Melalui keberhasilan kedua film tersebut, Disney tercatat menempati posisi pertama di box office global selama delapan pekan berturut-turut. Kondisi ini terjadi di tengah situasi bioskop domestik Amerika Serikat yang cenderung lesu selama akhir pekan libur Martin Luther King (MLK).

Debut Global 28 Years Later: The Bone Temple

Sony Pictures merilis 28 Years Later: The Bone Temple yang mencatatkan pendapatan debut global sebesar 31,2 juta dolar AS dari 10,1 ribu layar di 61 pasar internasional. Di pasar domestik Amerika Serikat, film ini mengantongi 13 juta dolar AS untuk durasi tiga hari dan 15 juta dolar AS untuk periode empat hari penayangan.

Meskipun performa di Amerika Serikat dinilai melandai, film ini berhasil menempati posisi pertama di Inggris dengan pendapatan 4,6 juta dolar AS dan di Meksiko dengan 1,5 juta dolar AS. Sebagai perbandingan, film pendahulunya dalam waralaba 28 Years meraup total 151,3 juta dolar AS secara global, dengan 21 juta dolar AS di antaranya berasal dari Inggris.

Penerimaan penonton terhadap genre horor ini dilaporkan berbeda di berbagai wilayah. Genre horor yang menonjolkan kekerasan fisik cenderung diminati di Jerman, sementara horor supernatural lebih diterima di negara-negara Katolik, Filipina, dan wilayah Asia lainnya. Korea Selatan dijadwalkan menjadi pasar berikutnya untuk penayangan The Bone Temple.
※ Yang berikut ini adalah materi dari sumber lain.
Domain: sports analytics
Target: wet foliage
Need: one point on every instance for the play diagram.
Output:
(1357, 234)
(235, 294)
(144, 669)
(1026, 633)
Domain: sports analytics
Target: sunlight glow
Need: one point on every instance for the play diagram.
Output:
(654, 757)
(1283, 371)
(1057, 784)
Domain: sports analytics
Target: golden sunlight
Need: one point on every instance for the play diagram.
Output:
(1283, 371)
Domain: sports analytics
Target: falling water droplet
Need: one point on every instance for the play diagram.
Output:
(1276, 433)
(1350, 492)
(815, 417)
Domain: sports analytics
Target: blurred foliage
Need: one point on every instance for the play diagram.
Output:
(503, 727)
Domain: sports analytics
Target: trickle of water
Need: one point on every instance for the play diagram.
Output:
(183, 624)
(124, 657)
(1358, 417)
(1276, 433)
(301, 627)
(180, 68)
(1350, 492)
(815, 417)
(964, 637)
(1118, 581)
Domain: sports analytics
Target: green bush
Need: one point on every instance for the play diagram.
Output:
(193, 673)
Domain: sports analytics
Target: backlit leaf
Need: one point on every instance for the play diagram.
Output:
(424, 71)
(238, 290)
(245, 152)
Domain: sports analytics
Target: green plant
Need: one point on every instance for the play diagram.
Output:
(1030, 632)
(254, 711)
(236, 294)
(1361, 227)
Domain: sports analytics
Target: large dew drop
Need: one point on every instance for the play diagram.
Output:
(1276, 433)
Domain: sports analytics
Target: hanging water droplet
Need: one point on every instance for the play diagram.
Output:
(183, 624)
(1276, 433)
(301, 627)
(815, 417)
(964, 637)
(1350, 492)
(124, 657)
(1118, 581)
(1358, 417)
Anggaran Produksi dan Pemasaran

Biaya produksi bersih untuk film ini berada di angka 63 juta dolar AS setelah dikurangi kredit pajak dari Inggris, dengan pihak TSG dilaporkan menanggung setengah dari anggaran tersebut. Selain biaya produksi, terdapat alokasi dana pemasaran (P&A) sebesar 70 juta dolar AS.
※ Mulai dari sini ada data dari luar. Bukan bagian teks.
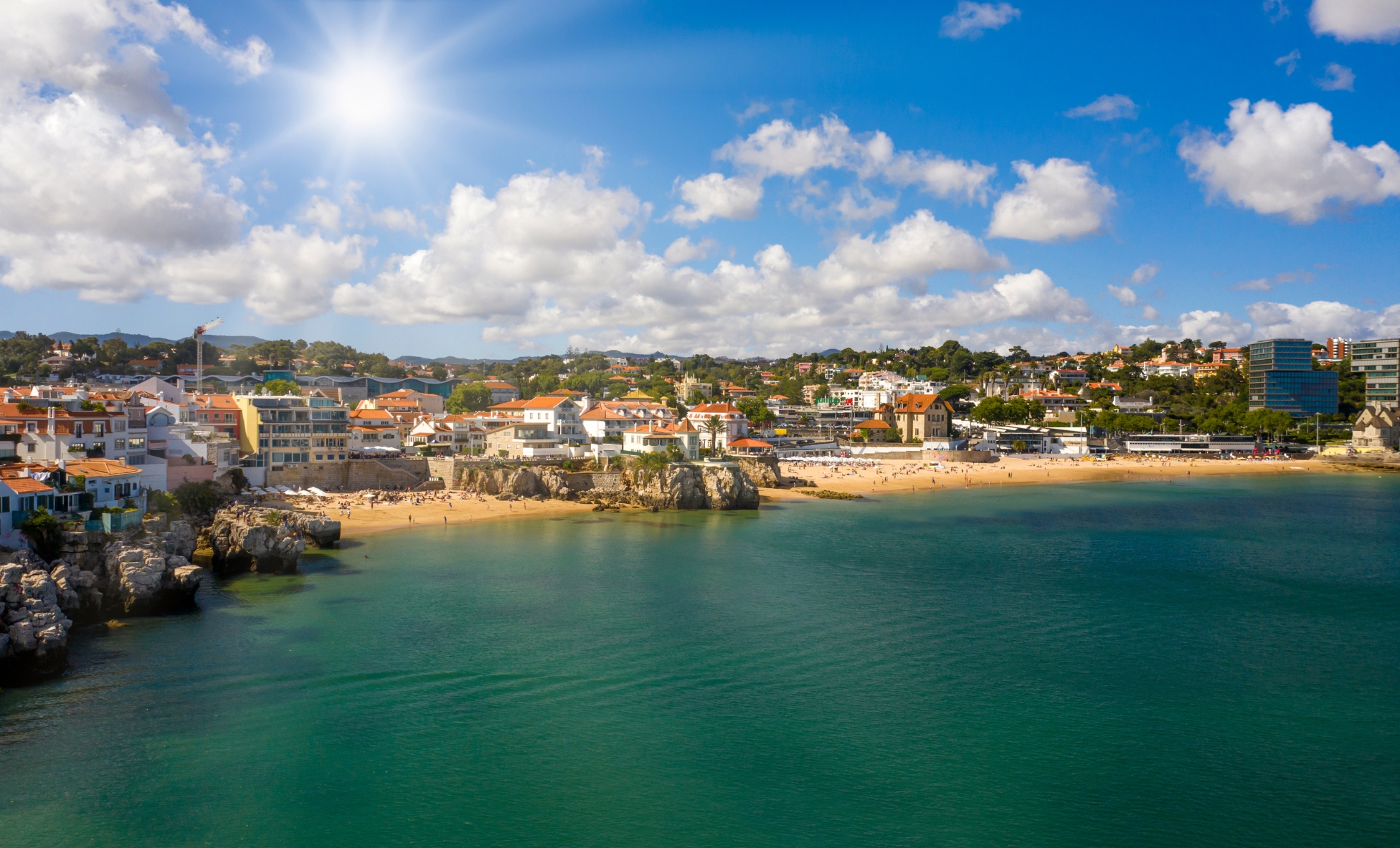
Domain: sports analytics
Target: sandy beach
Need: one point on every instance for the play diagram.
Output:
(426, 510)
(437, 510)
(894, 476)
Berdasarkan informasi dari narasumber terkait, sutradara Danny Boyle, penulis skenario Alex Garland, dan produser Peter Rice masing-masing menerima pendapatan sekitar 15 juta dolar AS per film. Secara teknis, biaya pembuatan film ini bisa meningkat lebih tinggi akibat persaingan penawaran dalam industri.

Di Amerika Serikat, 28 Years Later: The Bone Temple mendapatkan skor “A-” dari Cinemascore. Meskipun mendapatkan penilaian yang baik, terdapat tantangan dalam membangun basis penonton karena jeda waktu dan penerimaan film sebelumnya yang dianggap biasa saja.

Laporan data pendapatan box office dan rincian produksi ini dihimpun berdasarkan catatan distribusi resmi studio dan laporan pasar internasional yang dipublikasikan pada akhir pekan MLK.